Dicono di averti vista piangere, Madre,
sui sentieri di questa nostra terra
un tempo così simile all’Eden!

Noi conosciamo la ragione del tuo pianto
noi ultima generazione cresciuta,
come Gesù di Nazareth Tuo Figlio,
fra vigneti e ulivi,
noi nutriti, come promesso in Genesi,
con fichi e mandorle, con arance e miele.

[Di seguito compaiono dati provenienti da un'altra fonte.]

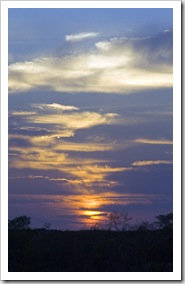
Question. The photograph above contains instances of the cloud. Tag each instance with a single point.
(78, 207)
(80, 36)
(55, 106)
(75, 120)
(151, 163)
(118, 65)
(152, 141)
(23, 113)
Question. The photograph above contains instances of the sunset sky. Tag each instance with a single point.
(90, 114)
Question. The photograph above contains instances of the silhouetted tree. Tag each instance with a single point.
(19, 223)
(164, 221)
(119, 221)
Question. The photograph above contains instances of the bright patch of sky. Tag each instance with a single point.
(90, 114)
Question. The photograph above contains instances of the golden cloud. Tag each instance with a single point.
(151, 163)
(118, 65)
(152, 141)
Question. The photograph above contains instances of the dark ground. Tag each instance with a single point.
(90, 251)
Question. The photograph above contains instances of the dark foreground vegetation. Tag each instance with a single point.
(45, 250)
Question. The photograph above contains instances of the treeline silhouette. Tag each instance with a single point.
(113, 246)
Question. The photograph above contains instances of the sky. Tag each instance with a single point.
(90, 114)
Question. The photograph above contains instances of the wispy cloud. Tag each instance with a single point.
(118, 65)
(151, 163)
(80, 36)
(75, 120)
(55, 106)
(153, 141)
(23, 113)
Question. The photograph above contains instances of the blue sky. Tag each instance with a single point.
(90, 114)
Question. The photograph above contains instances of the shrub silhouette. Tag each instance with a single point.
(164, 221)
(19, 223)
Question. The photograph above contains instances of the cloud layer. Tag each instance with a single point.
(119, 65)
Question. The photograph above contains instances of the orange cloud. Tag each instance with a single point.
(151, 163)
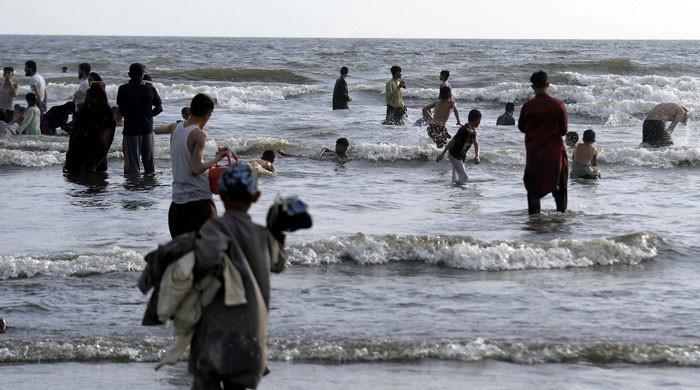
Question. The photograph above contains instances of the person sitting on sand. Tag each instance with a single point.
(654, 130)
(571, 139)
(264, 165)
(6, 129)
(507, 118)
(341, 149)
(58, 117)
(18, 114)
(442, 109)
(395, 108)
(267, 160)
(585, 159)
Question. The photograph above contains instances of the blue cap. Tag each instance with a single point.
(237, 178)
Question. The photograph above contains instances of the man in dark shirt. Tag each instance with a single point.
(544, 121)
(138, 102)
(340, 91)
(507, 118)
(460, 144)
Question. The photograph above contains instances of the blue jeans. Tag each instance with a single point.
(135, 148)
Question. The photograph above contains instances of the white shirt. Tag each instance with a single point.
(39, 85)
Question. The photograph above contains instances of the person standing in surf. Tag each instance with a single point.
(340, 91)
(654, 130)
(458, 147)
(139, 102)
(507, 118)
(192, 204)
(395, 108)
(441, 110)
(544, 120)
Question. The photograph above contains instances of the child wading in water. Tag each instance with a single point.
(443, 107)
(585, 160)
(460, 144)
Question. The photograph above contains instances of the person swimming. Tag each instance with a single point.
(585, 160)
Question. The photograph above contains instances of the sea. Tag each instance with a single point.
(405, 281)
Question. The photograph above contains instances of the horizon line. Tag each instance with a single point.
(345, 37)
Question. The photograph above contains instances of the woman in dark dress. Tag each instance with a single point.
(93, 131)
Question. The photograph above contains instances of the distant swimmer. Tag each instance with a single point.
(585, 160)
(654, 131)
(340, 151)
(6, 128)
(340, 91)
(395, 108)
(507, 118)
(37, 85)
(31, 122)
(83, 75)
(265, 164)
(8, 91)
(438, 113)
(444, 76)
(458, 147)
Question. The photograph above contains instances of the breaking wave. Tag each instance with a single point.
(476, 255)
(369, 351)
(243, 97)
(234, 75)
(111, 260)
(452, 251)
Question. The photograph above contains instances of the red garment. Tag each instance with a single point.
(544, 121)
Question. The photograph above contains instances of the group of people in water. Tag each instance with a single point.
(213, 278)
(544, 120)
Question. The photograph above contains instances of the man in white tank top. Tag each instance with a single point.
(192, 203)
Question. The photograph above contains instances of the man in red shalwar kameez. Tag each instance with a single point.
(544, 121)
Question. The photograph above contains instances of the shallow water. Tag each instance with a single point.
(405, 277)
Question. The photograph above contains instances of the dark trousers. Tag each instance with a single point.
(190, 216)
(203, 383)
(135, 148)
(560, 198)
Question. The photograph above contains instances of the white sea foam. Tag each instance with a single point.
(114, 259)
(243, 97)
(368, 351)
(475, 255)
(25, 158)
(392, 152)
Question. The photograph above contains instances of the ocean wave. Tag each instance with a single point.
(247, 97)
(618, 99)
(111, 260)
(370, 351)
(254, 145)
(482, 349)
(620, 66)
(476, 255)
(24, 158)
(668, 157)
(452, 251)
(84, 350)
(230, 74)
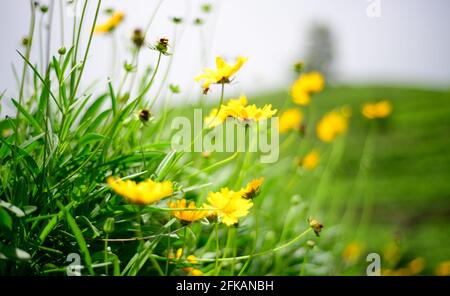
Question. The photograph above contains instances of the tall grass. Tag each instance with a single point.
(64, 142)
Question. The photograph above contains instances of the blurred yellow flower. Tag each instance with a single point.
(228, 205)
(188, 216)
(310, 161)
(305, 85)
(238, 109)
(316, 226)
(416, 266)
(144, 193)
(391, 253)
(333, 124)
(290, 119)
(352, 252)
(443, 269)
(252, 189)
(115, 20)
(381, 109)
(221, 74)
(177, 255)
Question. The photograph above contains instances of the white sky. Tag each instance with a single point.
(408, 44)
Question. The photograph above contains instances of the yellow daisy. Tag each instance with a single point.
(305, 85)
(252, 189)
(221, 74)
(115, 20)
(310, 161)
(381, 109)
(228, 205)
(238, 109)
(332, 125)
(188, 216)
(144, 193)
(290, 119)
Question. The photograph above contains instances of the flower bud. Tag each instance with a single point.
(62, 50)
(108, 227)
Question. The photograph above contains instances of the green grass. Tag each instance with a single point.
(408, 182)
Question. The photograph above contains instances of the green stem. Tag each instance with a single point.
(77, 84)
(106, 254)
(24, 69)
(244, 257)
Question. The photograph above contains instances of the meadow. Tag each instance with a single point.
(91, 184)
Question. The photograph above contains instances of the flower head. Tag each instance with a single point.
(187, 216)
(238, 109)
(333, 124)
(305, 85)
(115, 20)
(290, 119)
(228, 205)
(316, 226)
(443, 269)
(252, 189)
(144, 193)
(381, 109)
(221, 74)
(310, 161)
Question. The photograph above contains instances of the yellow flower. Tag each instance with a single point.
(188, 216)
(252, 189)
(352, 252)
(221, 74)
(391, 253)
(228, 205)
(310, 161)
(305, 85)
(290, 119)
(238, 109)
(332, 125)
(144, 193)
(110, 24)
(381, 109)
(178, 254)
(316, 226)
(416, 266)
(215, 119)
(443, 269)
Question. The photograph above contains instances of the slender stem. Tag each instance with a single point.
(87, 51)
(24, 69)
(49, 32)
(217, 247)
(106, 254)
(244, 257)
(149, 84)
(61, 20)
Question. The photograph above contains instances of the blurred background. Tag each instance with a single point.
(377, 41)
(368, 50)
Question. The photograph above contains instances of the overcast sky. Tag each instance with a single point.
(408, 43)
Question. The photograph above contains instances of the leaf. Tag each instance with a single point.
(12, 208)
(10, 252)
(164, 165)
(94, 108)
(90, 137)
(42, 80)
(28, 116)
(113, 98)
(5, 219)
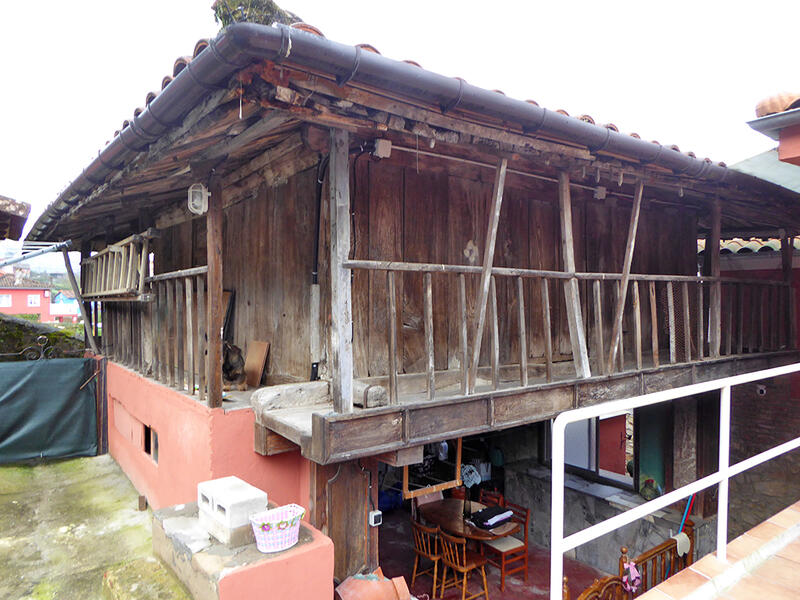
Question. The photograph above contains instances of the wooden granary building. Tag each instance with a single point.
(427, 259)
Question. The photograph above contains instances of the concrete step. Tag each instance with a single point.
(142, 579)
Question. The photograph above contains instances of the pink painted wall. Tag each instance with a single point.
(19, 302)
(196, 443)
(304, 572)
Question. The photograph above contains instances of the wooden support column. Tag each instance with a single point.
(87, 325)
(215, 309)
(577, 335)
(488, 258)
(715, 292)
(619, 311)
(341, 306)
(787, 254)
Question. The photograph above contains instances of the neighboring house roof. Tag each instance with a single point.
(9, 281)
(767, 166)
(266, 62)
(751, 246)
(13, 215)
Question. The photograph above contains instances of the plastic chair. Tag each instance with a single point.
(491, 498)
(456, 557)
(426, 545)
(507, 551)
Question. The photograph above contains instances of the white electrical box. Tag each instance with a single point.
(375, 518)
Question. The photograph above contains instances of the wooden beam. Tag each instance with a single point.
(619, 310)
(715, 295)
(488, 258)
(577, 335)
(216, 310)
(341, 304)
(523, 337)
(87, 324)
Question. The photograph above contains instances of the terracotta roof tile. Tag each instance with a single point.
(778, 103)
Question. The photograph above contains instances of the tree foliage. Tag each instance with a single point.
(265, 12)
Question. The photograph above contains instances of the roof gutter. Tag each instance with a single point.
(242, 43)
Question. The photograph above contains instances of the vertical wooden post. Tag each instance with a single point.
(523, 337)
(216, 311)
(715, 295)
(87, 325)
(462, 332)
(653, 322)
(488, 258)
(787, 257)
(494, 347)
(547, 330)
(577, 335)
(598, 327)
(430, 364)
(392, 314)
(619, 310)
(637, 325)
(341, 306)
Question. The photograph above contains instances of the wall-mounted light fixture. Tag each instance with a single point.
(198, 198)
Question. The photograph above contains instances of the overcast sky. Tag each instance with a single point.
(688, 73)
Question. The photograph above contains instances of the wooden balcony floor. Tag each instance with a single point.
(325, 436)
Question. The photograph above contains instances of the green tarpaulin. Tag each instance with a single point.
(43, 411)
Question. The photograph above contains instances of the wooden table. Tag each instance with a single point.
(449, 515)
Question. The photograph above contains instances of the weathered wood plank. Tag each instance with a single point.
(577, 334)
(494, 334)
(547, 331)
(523, 338)
(653, 322)
(488, 258)
(430, 365)
(616, 334)
(687, 325)
(598, 327)
(462, 333)
(391, 292)
(215, 309)
(671, 322)
(637, 325)
(341, 303)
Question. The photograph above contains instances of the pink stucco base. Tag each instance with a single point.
(303, 572)
(195, 443)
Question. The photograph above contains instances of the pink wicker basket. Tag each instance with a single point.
(277, 529)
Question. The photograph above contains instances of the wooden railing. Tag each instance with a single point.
(119, 270)
(667, 319)
(166, 337)
(660, 562)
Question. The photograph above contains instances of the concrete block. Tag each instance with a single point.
(228, 503)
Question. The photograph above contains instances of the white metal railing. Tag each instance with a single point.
(560, 544)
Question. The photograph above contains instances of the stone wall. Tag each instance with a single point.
(587, 503)
(763, 415)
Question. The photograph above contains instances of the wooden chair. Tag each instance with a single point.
(426, 545)
(456, 557)
(608, 588)
(660, 562)
(491, 498)
(506, 551)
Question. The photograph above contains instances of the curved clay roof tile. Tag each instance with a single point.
(180, 64)
(778, 103)
(369, 48)
(199, 47)
(307, 28)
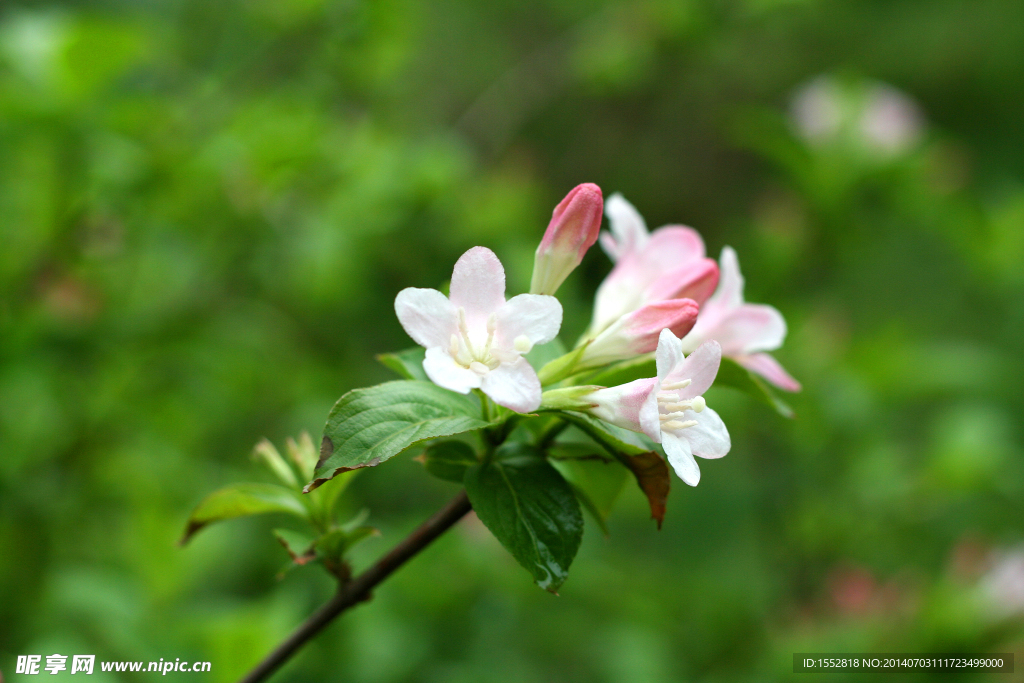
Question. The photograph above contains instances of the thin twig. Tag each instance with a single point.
(358, 589)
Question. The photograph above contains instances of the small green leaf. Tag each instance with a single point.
(449, 460)
(265, 452)
(530, 509)
(615, 439)
(545, 353)
(242, 500)
(332, 547)
(368, 426)
(733, 375)
(596, 478)
(326, 496)
(303, 454)
(298, 545)
(407, 365)
(635, 452)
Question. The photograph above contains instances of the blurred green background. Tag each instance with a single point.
(207, 209)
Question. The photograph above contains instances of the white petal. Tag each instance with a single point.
(444, 372)
(478, 285)
(730, 283)
(513, 385)
(699, 368)
(669, 353)
(749, 329)
(628, 227)
(650, 421)
(535, 315)
(427, 316)
(681, 459)
(709, 437)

Il latte della nostra infanzia
aveva ancora il profumo dei pascoli montani;
oggi, sofferenza e follia aggruma
di animali che morranno incatenati
senz’aver mai calpestato un prato.

Per questo piangi, Madre,
per i gigli* scomparsi dalle spiagge,
per lo spigo che ponevi fra i lini dentro casa
fattosi raro ormai nella garìga assolata.
Piangi perché più non sbocciano i fiori
che Giuseppe portava per te in cucina
col cesto degli ortaggi appena colti,
né quelli spontanei dei quali il Tuo Bambino,
lungo i rivi di Galilea, ammirava lo splendore.

Incantati da una serpe fintasi progresso,
abbiamo abbandonato gli orti ai rovi,
distrutto le foreste, avvelenato mare e fiumi.
Pochi decenni son bastati e persin la pioggia,
attesa sempre come una benedizione,
per nostra colpa è inacidita.

I nostri figli, che non sanno cos’è il grano,
si iniettano la morte nelle vene,
gettano vivi fra i rifiuti i nuovi nati…
Per superbia abbiamo già perduto l’Eden, Madre;
ci esortino le tue lacrime
a smettere di torturar la generosa terra.

* Pancratium maritimum: il giglio degli arenili sabbiosi.